Ojo de mirar profundo, aunque no oscuro, penetrante, aunque sin filo, perfila
una sinuosa búsqueda sin sombrero sobre la tierra. Se entrega, con cariño
manifiesto, manosea, acaricia de cerca, exhibe dedos irrefragables, se acoda,
escucha, percibe, riposta. Y entre ambos, platicador y platicado, abulta una
enredadera de tilos y cundiamores, saúcos y buganvillas, hasta que amanece y
las crepitaciones se rinden incondicionales al verbo. ¡Qué mansa inmensidad,
qué furiosa dulzura! Adereza palabras inefables para alabar virtudes y anatemas
espantosos para azotar pecados. Aunque nunca se detuvo en ninguna mejilla con
el látigo en la mano. La sátira o la ironía, raramente mordaz, se tendían como
puente imperceptible o como rosa de enero.

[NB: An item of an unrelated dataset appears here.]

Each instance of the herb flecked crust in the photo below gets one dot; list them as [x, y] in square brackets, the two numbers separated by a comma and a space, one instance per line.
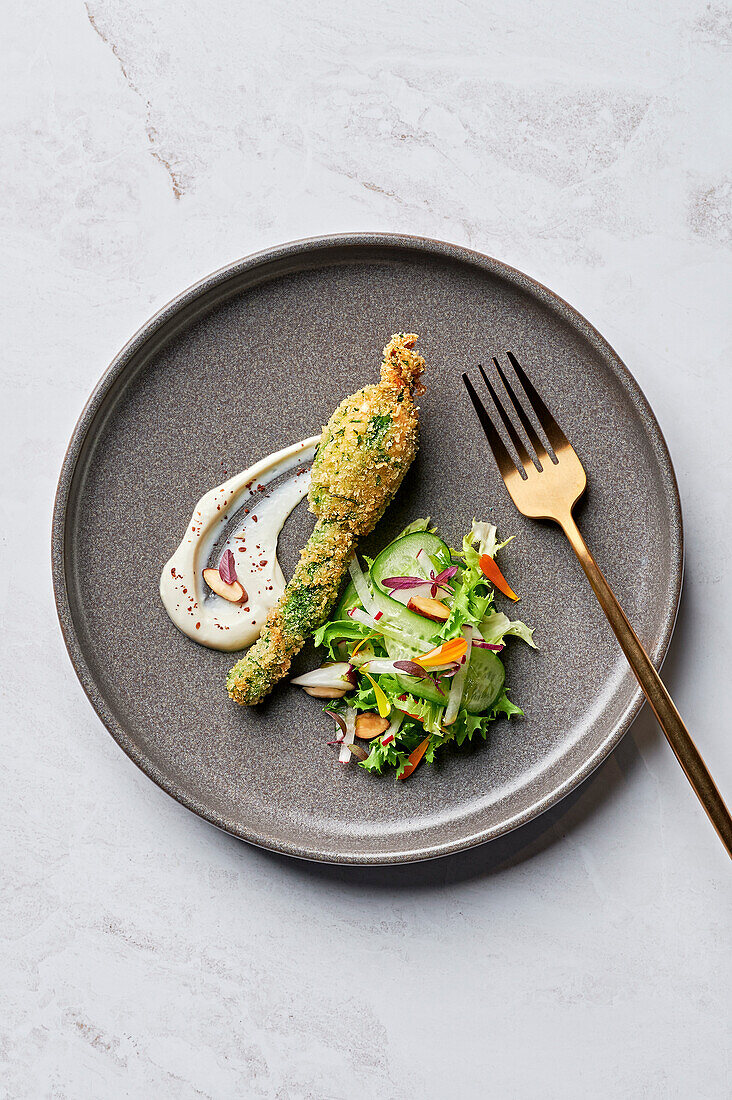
[364, 451]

En el rostro le jugaba una sonrisa,
leve, no de alegría ni por chistes o bromas (aunque sí parece que se podía
constatar su eventual sentido del humo), sino por una dulcedumbre tristeza de
amor que se alelaba en el aire, entraba a los pulmones, planeaba como hoja de
otoño, se dejaba atrapar, silbaba otro poco y luego iba a buscar nido al
anochecer. Nunca nadie fue igual, tanto en días de vendimia como de vivaqueo.
Fue un peregrino en movimiento, abandonado a ratos y a ratos oculto de su
propio parapeto cervical. Su ternura se alimentaba de un encantado manto
freático, en territorios ubicados al sur y al norte. Al viajar, alternando
miradas de águila y de paloma, le crecieron nuevas ramas y raíces, como al ser
destinado por los aleros para meditar en las más agudas y suaves aristas
materiales. Era un coloso colosal. Aunque el estilo griego, no por la estatura
sino por la figura. Su esqueleto fibroso dimensionaba dentro del traje y
desbordaba la elocuencia de las diversas locaciones. Rimaba estrella con
locura, mientras advertía el remanso de las expansiones y la demencia de las
lejanías. No fue ciertamente hombre para vivir atribulándose hasta los 70, ni
para fallecer durmiendo en un catre o hamaca, sino, paradójicamente, para
atacar con un arma que no dispara y cabalgar hacia un enemigo que ama más que
aborrece, que desea más redimir que derribar…»[1]
[1]Tomado del libro "Para leer debajo de un sicomoro" que
contiene una serie de entrevistas que Félix Guerra le hizo a Lezama Lima
en la década del sesenta sobre diferentes temas.